The plate titles and what they represent are listed as follows on the colophon: 1) Sampler (needlepoint sampler); 2) Cast Iron Trivets and Wafer Iron (19th century); 3) Chippewa Indian Designs (embroidery and beadwork samples likely from the St. Croix Chippewa tribe); 4) Wooden Norwegian Basket (painted wooden food delivery basket); 5) Hooked Rug (early pioneer rug) 6) Norwegian Chest (elaborate painted design for wooden dowery chest); 7) Polish Easter Egg and Bohemian Prayer Book (wax process design and illumination reproduction); 8) Beaded Dance Bag (Menominee tribe beaded leather bag); 9) Cast Iron Cricket Boot Jack and Wrought Iron Gate; 10) Butter Molds and Cookie Board (to impress a family design into butter or cookie dough); 11) Swiss Plate; 12) Winnebago Blanket (traditional tribal applique blanket); 13) Pillow Sham (German design); 14) Swedish Cupboard (painted decoration); 15) Columbia Bandwagon (Moeller Brothers carved wooden wagon made for the Ringling Brothers Circus in the 1880s).
A note on the artists: Anne Kendall Foote was born in Wisconsin in 1910. After graduating from the University of Wisconsin in 1945 she took a position there as Assistant Professor of Art and the Director of Art Programs.
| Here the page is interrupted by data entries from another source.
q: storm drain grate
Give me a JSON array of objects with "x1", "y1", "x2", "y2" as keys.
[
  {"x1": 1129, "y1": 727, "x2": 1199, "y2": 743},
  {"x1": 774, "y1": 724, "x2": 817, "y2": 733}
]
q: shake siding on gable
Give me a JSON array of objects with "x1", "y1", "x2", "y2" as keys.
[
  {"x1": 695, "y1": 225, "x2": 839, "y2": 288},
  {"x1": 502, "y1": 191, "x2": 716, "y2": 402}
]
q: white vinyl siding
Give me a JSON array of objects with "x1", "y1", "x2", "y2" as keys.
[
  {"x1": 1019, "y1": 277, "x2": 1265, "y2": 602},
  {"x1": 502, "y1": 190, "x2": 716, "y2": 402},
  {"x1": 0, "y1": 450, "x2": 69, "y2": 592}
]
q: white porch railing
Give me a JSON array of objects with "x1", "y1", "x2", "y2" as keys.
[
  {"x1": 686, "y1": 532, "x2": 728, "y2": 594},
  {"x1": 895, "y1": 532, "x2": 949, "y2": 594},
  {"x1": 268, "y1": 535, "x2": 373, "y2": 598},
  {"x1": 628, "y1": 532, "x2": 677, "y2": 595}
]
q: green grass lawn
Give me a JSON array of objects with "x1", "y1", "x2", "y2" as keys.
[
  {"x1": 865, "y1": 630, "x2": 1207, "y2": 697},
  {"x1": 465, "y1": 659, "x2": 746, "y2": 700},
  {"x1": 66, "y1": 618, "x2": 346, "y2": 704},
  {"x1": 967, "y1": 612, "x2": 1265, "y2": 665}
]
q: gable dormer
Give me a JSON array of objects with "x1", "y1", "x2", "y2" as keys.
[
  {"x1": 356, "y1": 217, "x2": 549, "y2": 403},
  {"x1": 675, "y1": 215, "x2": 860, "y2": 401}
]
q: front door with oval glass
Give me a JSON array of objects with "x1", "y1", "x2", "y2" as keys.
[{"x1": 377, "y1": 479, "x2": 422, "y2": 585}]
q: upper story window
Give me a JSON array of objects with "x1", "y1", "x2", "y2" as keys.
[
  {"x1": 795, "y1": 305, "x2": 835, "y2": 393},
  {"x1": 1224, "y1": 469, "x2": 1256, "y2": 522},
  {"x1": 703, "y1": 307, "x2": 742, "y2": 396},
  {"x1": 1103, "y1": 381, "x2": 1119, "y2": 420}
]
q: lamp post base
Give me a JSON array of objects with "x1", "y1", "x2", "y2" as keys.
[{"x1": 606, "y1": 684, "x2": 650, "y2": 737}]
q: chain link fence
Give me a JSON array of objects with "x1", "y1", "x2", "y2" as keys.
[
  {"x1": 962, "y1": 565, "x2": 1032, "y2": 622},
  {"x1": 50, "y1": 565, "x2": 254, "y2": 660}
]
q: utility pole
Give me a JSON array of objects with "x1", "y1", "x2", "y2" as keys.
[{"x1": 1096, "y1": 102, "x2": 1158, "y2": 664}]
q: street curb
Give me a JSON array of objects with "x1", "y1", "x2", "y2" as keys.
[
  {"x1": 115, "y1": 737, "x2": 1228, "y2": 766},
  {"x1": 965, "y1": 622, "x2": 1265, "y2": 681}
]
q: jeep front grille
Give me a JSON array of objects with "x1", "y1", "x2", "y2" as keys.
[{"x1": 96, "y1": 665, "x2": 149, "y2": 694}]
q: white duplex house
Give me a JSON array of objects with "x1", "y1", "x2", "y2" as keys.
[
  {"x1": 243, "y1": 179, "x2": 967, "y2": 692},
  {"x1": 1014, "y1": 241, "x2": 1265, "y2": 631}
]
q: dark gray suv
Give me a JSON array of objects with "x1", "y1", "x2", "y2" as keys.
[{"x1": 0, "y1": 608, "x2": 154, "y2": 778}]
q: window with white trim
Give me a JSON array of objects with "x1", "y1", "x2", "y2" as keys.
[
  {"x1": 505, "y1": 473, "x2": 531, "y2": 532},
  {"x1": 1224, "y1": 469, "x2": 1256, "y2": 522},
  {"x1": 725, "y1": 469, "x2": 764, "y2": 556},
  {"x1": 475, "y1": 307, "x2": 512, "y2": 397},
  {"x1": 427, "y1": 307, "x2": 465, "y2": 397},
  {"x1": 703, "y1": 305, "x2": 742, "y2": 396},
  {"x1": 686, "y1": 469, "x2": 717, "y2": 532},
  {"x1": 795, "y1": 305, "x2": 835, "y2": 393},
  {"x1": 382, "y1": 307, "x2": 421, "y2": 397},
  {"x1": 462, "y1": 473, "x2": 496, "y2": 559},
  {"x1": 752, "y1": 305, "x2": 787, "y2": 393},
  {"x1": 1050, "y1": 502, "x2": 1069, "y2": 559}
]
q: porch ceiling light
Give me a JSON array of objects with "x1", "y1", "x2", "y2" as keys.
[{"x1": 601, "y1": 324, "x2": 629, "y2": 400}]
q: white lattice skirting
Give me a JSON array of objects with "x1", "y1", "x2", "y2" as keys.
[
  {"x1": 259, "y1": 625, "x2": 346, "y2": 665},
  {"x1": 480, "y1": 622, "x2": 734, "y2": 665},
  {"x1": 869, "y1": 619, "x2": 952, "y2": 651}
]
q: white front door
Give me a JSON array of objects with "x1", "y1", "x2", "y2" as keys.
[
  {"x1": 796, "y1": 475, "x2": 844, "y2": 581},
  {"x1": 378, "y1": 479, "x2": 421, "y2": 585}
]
Additional studies took her to Columbia University and the University of Munich. In 1951 she relocated to Mendocino, California, where she became a noted member of the arts scene, co-founding the Mendocino Print Makers and the Peninsula Serigraphers. She was also a respected teacher, with positions at San Mateo College, College of the Redwoods, and the Mendocino Art Center. She died in Mendocino in 1986.Elaine Smedal Quant was born in Wisconsin in 1922.She graduated from the University of Wisconsin with a Bachelor of Science degree in Art Education in 1943, then earning her Masters in 1945. She worked as Assistant Director to the Memorial Union Workshop at UW and the Curator of Education for the Wisconsin State Historical Society. She would continue to teach art throughout her life and was a regular contributor to Wisconsin arts. She died in Madison, WI, in 2014.